Like sleeping, so and dreams are prone to disruption due to mental and physical health problems. There are many conditions (as well as medications) that can affect dreams or make dreams more difficult and disturbing. Depression and anxiety are often accompanied by nightmares and their presence may indicate the severity of depression. Tests showed that among patients with major depressive disorder the occurrence of frequent nightmares is associated with suicidal tendencies. People who are depressed or anxious are more likely to have stressful, disturbing or frightening dreams, sometimes in the form of repeated images.
Which affects the quality and depth sleep:
ANXIETIES
There is evidence that one type of drug commonly used to treat depression can alter dreams. Selective serotonin reuptake inhibitors (SSRIs) affect dreams in several ways. An SSRI can reduce the recall of dreams or the ability to remember dreams. This type of drug can also make dreams worse. SSRIs can also cause more positive emotions in your dreams. On the other hand, discontinuation of SSRIs can lead to nightmares as well as worsen dreams.
DRUG and ALCOHOL
Drugs and alcohol can also affect dreams. Alcohol interferes with a normal, healthy sleep cycle and leads to sleep fragmentation. Many people say that alcohol helps them fall asleep, but ... Drinking alcohol in large amounts right before bedtime can affect and shorten REM sleep (this is where dreams come into play). Many people use alcohol as a sleeping aid. Tests
show, however, that alcohol interferes with sleep through many mechanisms, such as disturbance sleep architectures , triggering insomnia, and contributing to circadian rhythm disturbances and short sleep time (SSD). Alcohol also increases respiratory-related sleep events such as snoring and oxygen desaturation, especially in people with a history of these problems.

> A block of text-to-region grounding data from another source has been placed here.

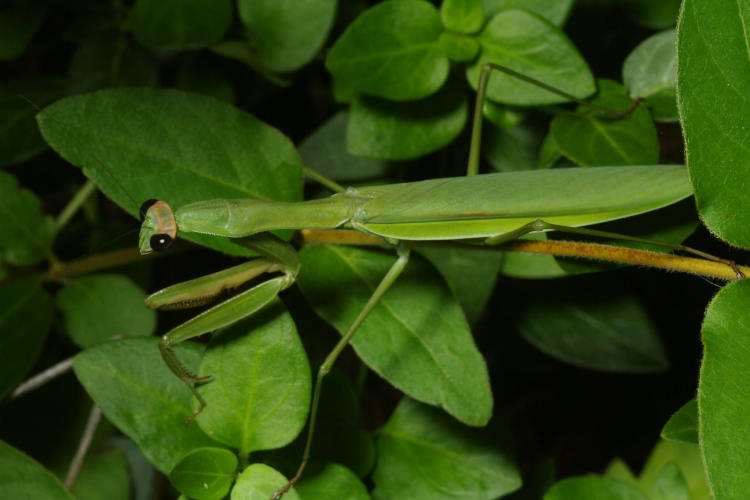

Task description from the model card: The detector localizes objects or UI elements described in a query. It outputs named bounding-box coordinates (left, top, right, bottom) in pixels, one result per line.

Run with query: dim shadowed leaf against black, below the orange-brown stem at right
left=517, top=279, right=669, bottom=373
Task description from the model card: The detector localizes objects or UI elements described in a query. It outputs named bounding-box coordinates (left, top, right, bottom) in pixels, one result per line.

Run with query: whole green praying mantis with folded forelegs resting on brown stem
left=36, top=61, right=742, bottom=499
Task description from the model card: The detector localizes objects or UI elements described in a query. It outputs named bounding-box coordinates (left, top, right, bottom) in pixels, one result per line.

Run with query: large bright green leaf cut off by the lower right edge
left=698, top=280, right=750, bottom=500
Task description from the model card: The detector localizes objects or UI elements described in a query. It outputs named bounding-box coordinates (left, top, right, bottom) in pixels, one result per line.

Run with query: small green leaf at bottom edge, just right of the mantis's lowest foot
left=296, top=463, right=370, bottom=500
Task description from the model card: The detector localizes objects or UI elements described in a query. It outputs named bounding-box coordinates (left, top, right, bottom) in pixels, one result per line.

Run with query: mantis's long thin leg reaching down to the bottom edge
left=271, top=246, right=409, bottom=500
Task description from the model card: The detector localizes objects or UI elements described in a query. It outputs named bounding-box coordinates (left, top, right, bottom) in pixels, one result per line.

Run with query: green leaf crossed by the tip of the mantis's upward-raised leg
left=550, top=80, right=659, bottom=167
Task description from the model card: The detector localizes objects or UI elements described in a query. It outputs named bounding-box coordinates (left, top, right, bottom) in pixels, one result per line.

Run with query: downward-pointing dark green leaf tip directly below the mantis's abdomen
left=418, top=247, right=503, bottom=325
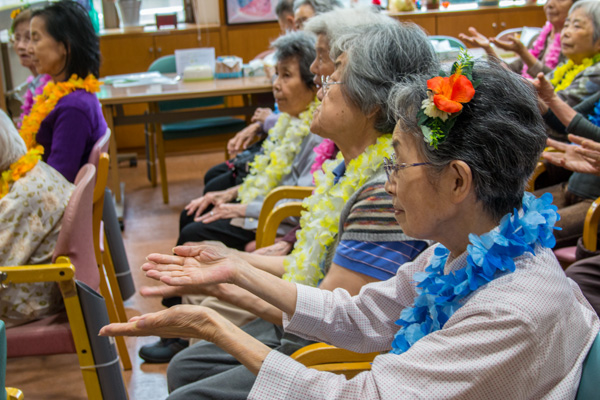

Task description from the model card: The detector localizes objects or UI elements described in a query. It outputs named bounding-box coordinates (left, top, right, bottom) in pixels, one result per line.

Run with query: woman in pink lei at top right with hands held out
left=458, top=0, right=575, bottom=78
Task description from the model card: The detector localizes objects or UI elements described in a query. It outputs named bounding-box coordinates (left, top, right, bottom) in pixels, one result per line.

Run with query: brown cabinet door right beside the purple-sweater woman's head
left=100, top=35, right=154, bottom=76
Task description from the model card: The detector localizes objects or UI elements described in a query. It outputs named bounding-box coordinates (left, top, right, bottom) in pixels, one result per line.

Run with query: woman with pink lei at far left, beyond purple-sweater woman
left=10, top=7, right=52, bottom=126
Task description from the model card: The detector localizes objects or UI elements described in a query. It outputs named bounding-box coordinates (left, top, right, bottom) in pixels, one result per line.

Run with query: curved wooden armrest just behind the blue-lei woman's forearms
left=291, top=343, right=381, bottom=367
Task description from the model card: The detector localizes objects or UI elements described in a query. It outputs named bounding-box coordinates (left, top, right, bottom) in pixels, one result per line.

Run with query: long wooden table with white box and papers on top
left=98, top=77, right=272, bottom=216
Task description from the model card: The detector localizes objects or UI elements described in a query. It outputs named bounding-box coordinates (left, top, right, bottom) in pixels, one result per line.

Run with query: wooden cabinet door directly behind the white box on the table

Marijuana also disrupts and reduces REM sleep. Research has shown that quitting marijuana and cocaine causes strange dreams.
COFFEE OR TEA WITH CAFFEINE
Coffee drunk on 6 hours or less before bedtime, it prevents you from falling into deep NREM sleep, and the REM phase (in which dreams occur) is disturbed, so you do not get enough rest during sleep.
Many people say that they have no problem falling asleep after drinking coffee, and that coffee is on them at all did not work. On the contrary, they fall asleep immediately after consuming the aromatic drink. However, research shows that drinking coffee 3 or 6 hours before going to sleep is as bad an idea as drinking a cup of caffeinated tea, e.g. black or green. A cup (200 ml) of black tea contains approx. 50-80 mg of pure caffeine, in the same amount of green tea it is from 30-50 mg. A 200 ml cup of coffee has an average of 80 to 140 mg of caffeine. The test subjects actually fell asleep without any problem. Interestingly, after waking up, they did not see any differences, but their sleep monitors showed that they lost 1 hour of sleep.
Not getting enough deep sleep makes us more tired. Being tired, we reach for caffeine to wake up, and the more we drink it, the bigger the sleep problem becomes.
To wake up refreshed in the morning, we need:
go through the sleep phases , i.e. fall asleep in the appropriate sequences in NREM (deep sleep) and REM (sleep in which dreams appear).
Sources:
1. https://www.healthline.com/health/dreamwork-101-your-wide-awake-guide-to-interpreting-dreams
2.https://www.psychologytoday.com/us/blog/sleep-newzzz/201502/why-do-we-dream
3. S. Stevenson, Sleep smarter. 21 essential strategies to sleep your way to a better body, better health, and bigger succes. 2016, Rodale, NY.
International Museum of the Baroque
The Hill Interpretation Model aims to introduce cognitive behavioral changes into the dreamer's life - a kind of action plan (what and how to do), based on the information provided by the dream.
International Museum of the Baroque
According to Ullman, one of the goals of sleep is to access that part of our emotions and information that we may not perceive in our daily life. Dreams are designed to help you become real yourself in real life, to cope with restrictions imposed on us by themselves and others.